To an innocent bystander, conversations within an architecture and design and firm can be some of the most convoluted you will ever hear… especially when engineers are involved. Hang around our office long enough, and you’ll encounter more acronyms and elaborate jargon than you’ll know what to do with! This complex language makes complete sense to them while leaving everyone else in the dark.

But, in an effort to stimulate more conversation and create less confusion in the world, we would like to explain what some of this jargon means, what it is used for, and why it is important—starting with MERV.

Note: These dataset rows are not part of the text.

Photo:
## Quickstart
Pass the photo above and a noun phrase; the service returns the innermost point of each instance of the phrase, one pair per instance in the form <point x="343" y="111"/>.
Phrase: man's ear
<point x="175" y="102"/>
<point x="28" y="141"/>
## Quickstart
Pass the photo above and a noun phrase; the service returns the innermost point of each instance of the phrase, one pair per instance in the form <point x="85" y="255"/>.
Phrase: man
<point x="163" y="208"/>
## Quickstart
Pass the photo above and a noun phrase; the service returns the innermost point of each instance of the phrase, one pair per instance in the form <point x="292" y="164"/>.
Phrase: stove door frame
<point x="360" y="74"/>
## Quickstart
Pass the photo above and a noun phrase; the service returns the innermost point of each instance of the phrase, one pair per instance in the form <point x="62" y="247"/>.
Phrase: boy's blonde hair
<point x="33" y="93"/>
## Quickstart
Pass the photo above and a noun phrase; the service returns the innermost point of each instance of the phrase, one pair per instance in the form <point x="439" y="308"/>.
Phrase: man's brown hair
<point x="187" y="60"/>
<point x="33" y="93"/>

Merv isn’t just an ancient city along the historical Silk Road in what is now known as Turkmenistan. Minimum Efficiency Reporting Values, or MERVs, are the measure of an air filter’s ability to capture large particles found in the air, such as dirt, dust, allergens and debris, and prevent them from entering your vents. The scale rates different types of air filters on a scale from 1-16, with one being the lowest possible MERV ranking, indicating less than 20% efficiency on even the largest particles. In comparison, a rank of 16 means the filter is greater than 75% effective against even the smallest of air particles. These highly effective filters can trap debris in the air as small as 0.3 microns. For reference, the average dust particle found in the air is anywhere from 1-100 microns, while some viruses transferred through the air are as small as .01 microns.

Some of the most common filters found in residential use only have a MERV rating of 1-4. These are typically disposable panel-type filters and will not stop particles smaller than 10 microns. This is acceptable for homes, but not for commercial or industrial use.

MERV 5-8-rated filters are a more common and better choice in commercial applications. These filters will collect particles as small as three microns. Filters with a MERV rating of 9-12 will stop particles between 1-3 microns. When it comes to schools, specifically, the Ohio School Design Manual requires education buildings to have air filters with a MERV of at least 13. This is why SHP almost exclusively uses filters with a rating of 13-16.

Any of these filters are a great choice when indoor air quality is of the highest importance. Like any part of your HVAC system, air filters of any kind must be changed regularly and checked often.